Für Fiona Li, die die Versuche leitete, lösen die neuen Erkenntnisse nicht alle Probleme von Lithium-Ionen-Akkus, seien aber ein wichtiger Schritt für die Zukunft. Die Forschungsergebnisse könnten in der Praxis die Reichweite von Elektroautos vergrößern und auch bei Smartphones die Akkulaufzeit spürbar verlängern.
Bei der Bildschirmarbeit gibt es kaum etwas Nervigeres als lange Wartezeiten. Im großen Geschwindigkeitstest wurden die zwölf schnellsten Notebooks ermittelt. An der Spitze steht ein Apple-Gerät.
Hand aufs Herz: Ein Notebook, das jede Aktion mit einer Wartezeit garniert, treibt http://akkusmarkt.bravesites.com/ Nutzer zur Weißglut. Da bringt die tollste Ausstattung genauso wenig wie ein brillantes Display oder ein Akku mit viel Puste.

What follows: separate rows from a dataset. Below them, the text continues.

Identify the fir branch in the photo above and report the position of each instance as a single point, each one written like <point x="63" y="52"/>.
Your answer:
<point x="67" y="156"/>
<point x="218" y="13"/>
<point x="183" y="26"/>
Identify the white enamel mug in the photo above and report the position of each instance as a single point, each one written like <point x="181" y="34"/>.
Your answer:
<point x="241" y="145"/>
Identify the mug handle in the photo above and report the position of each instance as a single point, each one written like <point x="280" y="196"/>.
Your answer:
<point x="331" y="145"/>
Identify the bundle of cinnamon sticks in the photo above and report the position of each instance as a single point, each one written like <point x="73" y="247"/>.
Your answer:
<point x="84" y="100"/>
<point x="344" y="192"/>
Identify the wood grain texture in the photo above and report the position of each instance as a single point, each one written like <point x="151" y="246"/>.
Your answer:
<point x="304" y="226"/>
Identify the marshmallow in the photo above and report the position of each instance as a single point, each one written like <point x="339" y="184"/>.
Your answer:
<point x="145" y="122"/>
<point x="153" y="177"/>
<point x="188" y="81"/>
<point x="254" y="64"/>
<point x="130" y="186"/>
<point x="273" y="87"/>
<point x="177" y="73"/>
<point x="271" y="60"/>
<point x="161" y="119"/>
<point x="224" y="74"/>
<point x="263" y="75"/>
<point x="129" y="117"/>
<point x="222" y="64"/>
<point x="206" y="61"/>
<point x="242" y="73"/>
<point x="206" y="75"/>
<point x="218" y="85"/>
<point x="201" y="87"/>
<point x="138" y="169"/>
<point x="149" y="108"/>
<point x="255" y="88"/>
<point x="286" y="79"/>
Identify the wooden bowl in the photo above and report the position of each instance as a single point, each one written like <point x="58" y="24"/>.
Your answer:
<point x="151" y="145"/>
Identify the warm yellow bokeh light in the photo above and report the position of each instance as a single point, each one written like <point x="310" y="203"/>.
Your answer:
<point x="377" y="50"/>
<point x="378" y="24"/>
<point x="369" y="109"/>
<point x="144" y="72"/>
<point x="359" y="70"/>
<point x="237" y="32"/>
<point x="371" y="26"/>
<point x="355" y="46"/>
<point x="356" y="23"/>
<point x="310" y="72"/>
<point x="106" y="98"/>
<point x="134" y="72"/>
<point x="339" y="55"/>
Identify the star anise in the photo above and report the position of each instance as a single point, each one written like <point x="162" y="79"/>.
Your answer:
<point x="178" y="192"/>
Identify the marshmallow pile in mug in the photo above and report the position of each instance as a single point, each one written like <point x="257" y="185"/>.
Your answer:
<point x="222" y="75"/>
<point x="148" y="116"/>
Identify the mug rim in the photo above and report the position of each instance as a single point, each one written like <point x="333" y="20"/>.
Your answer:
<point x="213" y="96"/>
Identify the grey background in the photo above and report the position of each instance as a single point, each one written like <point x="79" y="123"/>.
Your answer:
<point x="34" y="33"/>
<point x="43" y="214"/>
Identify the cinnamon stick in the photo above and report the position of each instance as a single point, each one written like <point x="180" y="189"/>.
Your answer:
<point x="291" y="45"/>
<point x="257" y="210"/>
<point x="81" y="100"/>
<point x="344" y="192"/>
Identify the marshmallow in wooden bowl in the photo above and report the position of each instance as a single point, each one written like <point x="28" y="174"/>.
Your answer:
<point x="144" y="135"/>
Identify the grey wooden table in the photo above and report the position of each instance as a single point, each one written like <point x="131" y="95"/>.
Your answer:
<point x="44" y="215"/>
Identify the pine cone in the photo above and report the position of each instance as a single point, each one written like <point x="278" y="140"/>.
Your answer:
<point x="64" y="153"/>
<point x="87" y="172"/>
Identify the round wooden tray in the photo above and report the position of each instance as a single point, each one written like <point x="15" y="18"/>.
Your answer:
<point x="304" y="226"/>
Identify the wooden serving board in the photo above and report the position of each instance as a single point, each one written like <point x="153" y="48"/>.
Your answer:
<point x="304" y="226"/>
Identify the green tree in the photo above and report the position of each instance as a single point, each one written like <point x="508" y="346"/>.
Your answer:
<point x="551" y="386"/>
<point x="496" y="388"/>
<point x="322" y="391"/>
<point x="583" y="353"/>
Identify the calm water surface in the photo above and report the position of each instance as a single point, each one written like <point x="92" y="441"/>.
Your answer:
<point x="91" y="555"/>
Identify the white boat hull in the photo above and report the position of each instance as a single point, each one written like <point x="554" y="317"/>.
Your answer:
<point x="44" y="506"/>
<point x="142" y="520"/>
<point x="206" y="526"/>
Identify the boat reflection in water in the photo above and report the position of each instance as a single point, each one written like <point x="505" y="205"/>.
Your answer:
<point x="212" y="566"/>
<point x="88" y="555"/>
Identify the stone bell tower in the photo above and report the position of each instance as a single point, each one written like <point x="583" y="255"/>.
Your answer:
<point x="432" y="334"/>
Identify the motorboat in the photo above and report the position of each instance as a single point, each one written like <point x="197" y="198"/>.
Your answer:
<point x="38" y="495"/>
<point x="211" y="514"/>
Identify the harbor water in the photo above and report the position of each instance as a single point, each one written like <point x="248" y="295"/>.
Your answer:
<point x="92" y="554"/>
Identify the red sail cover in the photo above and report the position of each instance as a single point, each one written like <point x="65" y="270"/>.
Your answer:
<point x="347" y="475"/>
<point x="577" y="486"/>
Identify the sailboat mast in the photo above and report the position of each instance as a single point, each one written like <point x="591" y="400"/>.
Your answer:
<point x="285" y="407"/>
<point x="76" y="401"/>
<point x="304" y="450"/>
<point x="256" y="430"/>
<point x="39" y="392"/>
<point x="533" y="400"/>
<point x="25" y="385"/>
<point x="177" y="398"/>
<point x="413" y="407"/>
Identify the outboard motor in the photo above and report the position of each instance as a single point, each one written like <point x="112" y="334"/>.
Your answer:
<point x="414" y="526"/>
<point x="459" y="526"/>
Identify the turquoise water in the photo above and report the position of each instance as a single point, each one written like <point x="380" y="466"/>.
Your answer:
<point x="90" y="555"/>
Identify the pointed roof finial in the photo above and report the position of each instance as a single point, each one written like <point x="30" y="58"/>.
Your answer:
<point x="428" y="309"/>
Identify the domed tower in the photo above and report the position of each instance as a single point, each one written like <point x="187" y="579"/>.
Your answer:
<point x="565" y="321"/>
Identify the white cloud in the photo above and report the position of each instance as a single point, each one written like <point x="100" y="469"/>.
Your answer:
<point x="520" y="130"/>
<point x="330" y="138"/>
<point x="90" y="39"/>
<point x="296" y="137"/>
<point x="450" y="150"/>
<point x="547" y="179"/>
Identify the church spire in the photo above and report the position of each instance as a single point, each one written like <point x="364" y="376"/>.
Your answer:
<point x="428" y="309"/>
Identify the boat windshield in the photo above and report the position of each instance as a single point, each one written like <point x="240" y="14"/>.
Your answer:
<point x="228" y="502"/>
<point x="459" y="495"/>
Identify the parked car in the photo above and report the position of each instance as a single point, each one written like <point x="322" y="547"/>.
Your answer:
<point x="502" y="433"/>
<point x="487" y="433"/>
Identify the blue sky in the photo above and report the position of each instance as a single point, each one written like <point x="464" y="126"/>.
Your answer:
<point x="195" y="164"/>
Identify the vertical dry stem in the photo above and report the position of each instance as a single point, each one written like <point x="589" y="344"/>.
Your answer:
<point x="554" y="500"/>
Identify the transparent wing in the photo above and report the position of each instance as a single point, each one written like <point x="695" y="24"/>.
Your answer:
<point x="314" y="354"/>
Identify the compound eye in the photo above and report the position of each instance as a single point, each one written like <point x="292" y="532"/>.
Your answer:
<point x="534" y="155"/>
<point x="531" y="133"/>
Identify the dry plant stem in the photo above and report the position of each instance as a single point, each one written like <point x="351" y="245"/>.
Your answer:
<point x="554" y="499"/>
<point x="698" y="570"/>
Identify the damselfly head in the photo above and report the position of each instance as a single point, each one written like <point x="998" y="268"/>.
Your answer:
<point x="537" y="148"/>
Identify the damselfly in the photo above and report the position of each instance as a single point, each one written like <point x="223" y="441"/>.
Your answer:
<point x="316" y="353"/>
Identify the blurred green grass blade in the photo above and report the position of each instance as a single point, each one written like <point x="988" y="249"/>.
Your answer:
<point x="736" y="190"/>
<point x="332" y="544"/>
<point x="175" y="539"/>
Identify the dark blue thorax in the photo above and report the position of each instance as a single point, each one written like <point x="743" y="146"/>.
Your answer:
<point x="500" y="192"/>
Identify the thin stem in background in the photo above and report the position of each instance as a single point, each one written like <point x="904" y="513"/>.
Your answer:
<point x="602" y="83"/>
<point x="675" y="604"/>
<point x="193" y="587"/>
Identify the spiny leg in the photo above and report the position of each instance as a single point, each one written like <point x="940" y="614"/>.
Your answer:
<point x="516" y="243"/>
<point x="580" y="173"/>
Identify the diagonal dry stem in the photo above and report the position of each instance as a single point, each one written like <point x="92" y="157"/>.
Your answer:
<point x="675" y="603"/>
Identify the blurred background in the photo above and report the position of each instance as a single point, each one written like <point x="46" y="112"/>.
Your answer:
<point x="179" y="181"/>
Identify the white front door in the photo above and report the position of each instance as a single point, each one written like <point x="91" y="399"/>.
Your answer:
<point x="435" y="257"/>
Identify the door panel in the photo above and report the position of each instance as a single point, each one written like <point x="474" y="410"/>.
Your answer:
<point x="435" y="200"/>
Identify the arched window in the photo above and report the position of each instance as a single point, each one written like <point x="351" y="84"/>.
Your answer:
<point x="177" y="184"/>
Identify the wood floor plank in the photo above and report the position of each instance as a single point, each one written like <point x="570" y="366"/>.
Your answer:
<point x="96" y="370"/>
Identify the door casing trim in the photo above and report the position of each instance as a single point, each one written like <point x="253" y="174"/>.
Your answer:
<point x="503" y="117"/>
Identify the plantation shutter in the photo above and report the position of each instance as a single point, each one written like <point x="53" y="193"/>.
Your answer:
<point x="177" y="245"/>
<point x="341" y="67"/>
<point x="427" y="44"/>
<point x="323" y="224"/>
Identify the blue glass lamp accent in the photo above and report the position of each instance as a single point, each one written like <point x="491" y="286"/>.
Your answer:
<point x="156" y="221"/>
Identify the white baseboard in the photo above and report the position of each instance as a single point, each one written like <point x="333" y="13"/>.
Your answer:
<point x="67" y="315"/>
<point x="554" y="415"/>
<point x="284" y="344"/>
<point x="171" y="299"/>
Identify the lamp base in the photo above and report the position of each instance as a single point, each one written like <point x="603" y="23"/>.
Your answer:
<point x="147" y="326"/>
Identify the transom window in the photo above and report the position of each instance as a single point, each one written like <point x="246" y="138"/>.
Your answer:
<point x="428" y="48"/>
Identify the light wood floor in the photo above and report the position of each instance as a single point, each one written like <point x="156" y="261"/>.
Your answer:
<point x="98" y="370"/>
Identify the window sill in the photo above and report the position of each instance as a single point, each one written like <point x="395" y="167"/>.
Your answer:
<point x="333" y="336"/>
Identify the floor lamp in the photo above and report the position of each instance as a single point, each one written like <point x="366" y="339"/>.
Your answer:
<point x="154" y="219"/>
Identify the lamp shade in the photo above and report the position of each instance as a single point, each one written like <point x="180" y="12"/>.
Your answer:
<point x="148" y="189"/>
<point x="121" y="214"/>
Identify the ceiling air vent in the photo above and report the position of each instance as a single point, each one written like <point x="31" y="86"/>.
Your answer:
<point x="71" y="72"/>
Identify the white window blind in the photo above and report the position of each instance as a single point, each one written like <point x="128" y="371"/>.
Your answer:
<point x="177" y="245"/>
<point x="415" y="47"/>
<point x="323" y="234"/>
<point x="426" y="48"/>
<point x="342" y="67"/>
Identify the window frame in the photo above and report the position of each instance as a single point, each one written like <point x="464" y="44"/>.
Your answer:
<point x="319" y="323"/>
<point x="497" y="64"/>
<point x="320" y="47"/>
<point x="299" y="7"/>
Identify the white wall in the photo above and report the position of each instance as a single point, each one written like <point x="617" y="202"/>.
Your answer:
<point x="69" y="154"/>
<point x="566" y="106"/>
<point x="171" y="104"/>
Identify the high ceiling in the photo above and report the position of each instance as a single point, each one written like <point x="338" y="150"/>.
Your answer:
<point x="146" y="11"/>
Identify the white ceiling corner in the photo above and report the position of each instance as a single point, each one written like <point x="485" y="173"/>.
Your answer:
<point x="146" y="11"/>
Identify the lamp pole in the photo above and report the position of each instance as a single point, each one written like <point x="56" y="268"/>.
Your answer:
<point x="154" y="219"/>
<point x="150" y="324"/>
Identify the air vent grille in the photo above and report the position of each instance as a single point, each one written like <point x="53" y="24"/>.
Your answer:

Deshalb hat die Redaktion in diesem Vergleich die Notebooks ermittelt, die in den letzten Tests das höchste Arbeitstempo ablieferten – und zwar in Prüfungen mit Internet- und Office-Anwendungen, mit aufwendigen Foto- und Video-Bearbeitungen und bei parallelen Festplatten- oder SSD-Zugriffen.

Das Triebwerk

Aber was muss ein Notebook eigentlich für ein hohes Arbeitstempo an Bord haben? Klar, ein schneller Prozessor ist Pflicht – möglichst ein Modell aus Intels Haswell- oder der aktuellen Broadwell-Reihe.

Aber nicht irgend eine CPU: Für ordentlich Dampf sorgen nämlich nur Prozessoren der Core-i5- oder Core-i7-Reihe. Kunden sollten daher vor dem Kauf eines Notebooks genau hinschauen, welche CPU das Wunschgerät als Triebwerk verwendet.

http://www.akkusmarkt.com/dell-alienware-p08g-laptop-akku.html Akku Dell Alienware P08G

http://www.akkusmarkt.com/dell-inspiron-mini-1018-laptop-akku.html Akku Dell Inspiron Mini 1018

http://www.akkusmarkt.com/dell-inspiron-n4010-laptop-akku.html Akku Dell Inspiron N4010

http://www.akkusmarkt.com/dell-inspiron-15r-laptop-akku.html Akku Dell Inspiron 15R

http://www.akkusmarkt.com/dell-inspiron-m501r-laptop-akku.html Akku Dell Inspiron M501R



Eine hohe Taktfrequenz bringt nichts

Lassen Sie sich bloß nicht von hohen Taktfrequenz-Angaben in Prospekten blenden! Denn auch Einsteigermodelle wie Celeron-, Pentium- oder Core-i3-Prozessoren können ihre Recheneinheiten mit hohen Taktraten befeuern.

Aber viele günstige CPUs haben oft nur zwei Kerne und können dem Betriebssystem meist auch keine weiteren Recheneinheiten für eine bessere Aufgabenverteilung und ein damit höheres Arbeitstempo vorgaukeln ("Hyper Threading"-Technik fehlt). Zudem haben Einsteiger-CPUs für die schnelle Auslagerung von Daten meist einen derart knapp bemessenen Zwischenspeicher, dass der Prozessor ins Stottern gerät.